Tuesday, November 13, 2007

Interdomain teleports, revised.

This is going to be one hell of a geeky post :)

Ok, after a lot of bloody experiments (blood was mine, that is), I have the interdomain teleports working.

Needless to say, I will need to completely rewrite it, but at now I have a pretty solid proof it works :)

So, the first edition of the architecture is below. (when I talk "grid" further on, the standalone setup works exactly the same).

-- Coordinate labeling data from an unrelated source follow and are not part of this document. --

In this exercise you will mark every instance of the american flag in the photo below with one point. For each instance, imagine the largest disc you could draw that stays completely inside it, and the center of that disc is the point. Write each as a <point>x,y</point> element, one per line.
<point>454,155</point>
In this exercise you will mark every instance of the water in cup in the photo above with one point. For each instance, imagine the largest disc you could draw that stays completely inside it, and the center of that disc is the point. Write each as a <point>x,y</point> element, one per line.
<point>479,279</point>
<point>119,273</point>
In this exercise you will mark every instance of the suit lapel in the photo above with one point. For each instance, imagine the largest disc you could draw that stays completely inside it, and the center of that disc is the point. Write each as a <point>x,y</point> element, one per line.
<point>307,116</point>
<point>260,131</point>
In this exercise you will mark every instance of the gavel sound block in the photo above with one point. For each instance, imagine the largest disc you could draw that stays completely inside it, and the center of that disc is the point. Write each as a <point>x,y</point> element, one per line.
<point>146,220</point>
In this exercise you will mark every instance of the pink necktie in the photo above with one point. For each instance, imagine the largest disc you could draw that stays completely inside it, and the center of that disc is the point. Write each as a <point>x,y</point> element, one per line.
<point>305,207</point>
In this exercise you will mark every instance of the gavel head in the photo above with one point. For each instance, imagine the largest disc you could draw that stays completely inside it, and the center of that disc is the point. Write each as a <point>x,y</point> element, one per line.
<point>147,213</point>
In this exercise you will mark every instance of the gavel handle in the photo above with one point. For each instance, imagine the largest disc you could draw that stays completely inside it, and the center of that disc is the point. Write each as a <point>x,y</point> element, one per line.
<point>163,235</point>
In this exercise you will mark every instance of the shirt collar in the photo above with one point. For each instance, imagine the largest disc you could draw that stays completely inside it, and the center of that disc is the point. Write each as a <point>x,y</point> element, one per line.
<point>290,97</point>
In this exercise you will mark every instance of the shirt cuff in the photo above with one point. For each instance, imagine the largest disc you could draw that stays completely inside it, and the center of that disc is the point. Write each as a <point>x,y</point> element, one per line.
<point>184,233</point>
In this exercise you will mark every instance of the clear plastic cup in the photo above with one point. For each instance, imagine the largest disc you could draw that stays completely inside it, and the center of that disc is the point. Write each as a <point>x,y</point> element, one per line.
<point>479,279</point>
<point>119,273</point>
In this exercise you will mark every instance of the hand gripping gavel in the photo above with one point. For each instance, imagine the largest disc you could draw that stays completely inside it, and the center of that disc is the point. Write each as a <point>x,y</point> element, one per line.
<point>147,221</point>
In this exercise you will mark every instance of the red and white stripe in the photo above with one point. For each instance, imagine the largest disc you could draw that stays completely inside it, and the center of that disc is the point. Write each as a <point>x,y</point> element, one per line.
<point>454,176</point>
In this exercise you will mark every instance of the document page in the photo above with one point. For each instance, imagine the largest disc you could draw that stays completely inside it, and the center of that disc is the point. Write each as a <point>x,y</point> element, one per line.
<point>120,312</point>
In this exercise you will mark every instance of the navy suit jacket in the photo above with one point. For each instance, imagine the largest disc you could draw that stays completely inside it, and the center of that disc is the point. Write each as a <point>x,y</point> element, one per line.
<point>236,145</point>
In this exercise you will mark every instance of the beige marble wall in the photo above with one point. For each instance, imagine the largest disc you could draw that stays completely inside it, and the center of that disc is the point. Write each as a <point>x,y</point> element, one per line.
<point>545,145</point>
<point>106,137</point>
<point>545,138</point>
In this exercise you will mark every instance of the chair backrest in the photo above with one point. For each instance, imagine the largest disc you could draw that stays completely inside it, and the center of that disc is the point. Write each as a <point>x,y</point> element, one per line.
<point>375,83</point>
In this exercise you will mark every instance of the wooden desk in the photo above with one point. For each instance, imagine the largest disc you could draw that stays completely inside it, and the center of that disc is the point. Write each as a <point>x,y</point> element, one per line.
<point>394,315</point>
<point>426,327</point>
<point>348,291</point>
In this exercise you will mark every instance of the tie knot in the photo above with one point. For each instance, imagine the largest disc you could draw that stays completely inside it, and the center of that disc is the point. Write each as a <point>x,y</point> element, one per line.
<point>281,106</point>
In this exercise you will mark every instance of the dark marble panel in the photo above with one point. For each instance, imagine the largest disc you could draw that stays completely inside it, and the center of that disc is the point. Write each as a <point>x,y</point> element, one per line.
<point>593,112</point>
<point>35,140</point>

Suppose we have a sim in the local grid (LS), where we are, and sim on the remote grid (RS), where we want to get. The grid coordinates can be the same for the two. Also, each of the two grids defines two regions, I call them "Area51" - they are being used as a transit area for the teleports. Hence the name :) Let's denote them "A51L1", "A51L2", "A51R1", A51R2". If we consider the teleport from LS to RS, we can forget for a moment about the A51R1/2 - they are not needed, only local transit areas are used.

The RS has the URL, "http(s)://x.x.x.x:pppp/sim/RS-name" - where x.x.x.x is the address of the http listener holding the RS. (the one you would use in loginuri). We denote this "RS-TP-URI" (as belonging to the RS).
There is also another URL used for the interdomain teleport to the RS, "http(s)://x.x.x.x:pppp/interdomain-teleport/RS-name" - we denote it as "RS-ID-URI"


The process is as follows.

1) The user brings up the "Map" window while being on LS, and in the "name" editor pastes the RS-TP-URI. The flag "ID teleport pending" for this client is reset to "false"

2) LS detects that it is an URI-based simname, and does not do the local search, instead falls back to the next step.

3) LS fills in the XML data structure, denoting the key of the user requesting teleport, RS-TP-URI, possibly the credentials from the user/source sim, and performs an HTTP POST request to the RS-TP-URI. This happens in the background while the user is awaiting for the search result to pop up.

4) RS receives the request, verifies that the domain where it is allows the interdomain teleports, and fills in the reply - echoing the agentID, also the following info: RS-ID-URI, RS's name/location/external endpoint, regionID, regionHandle, and also the cookie - which will be used subsequently for verification that the request is not spoofed. Also can include the map of the sim for showing on the map.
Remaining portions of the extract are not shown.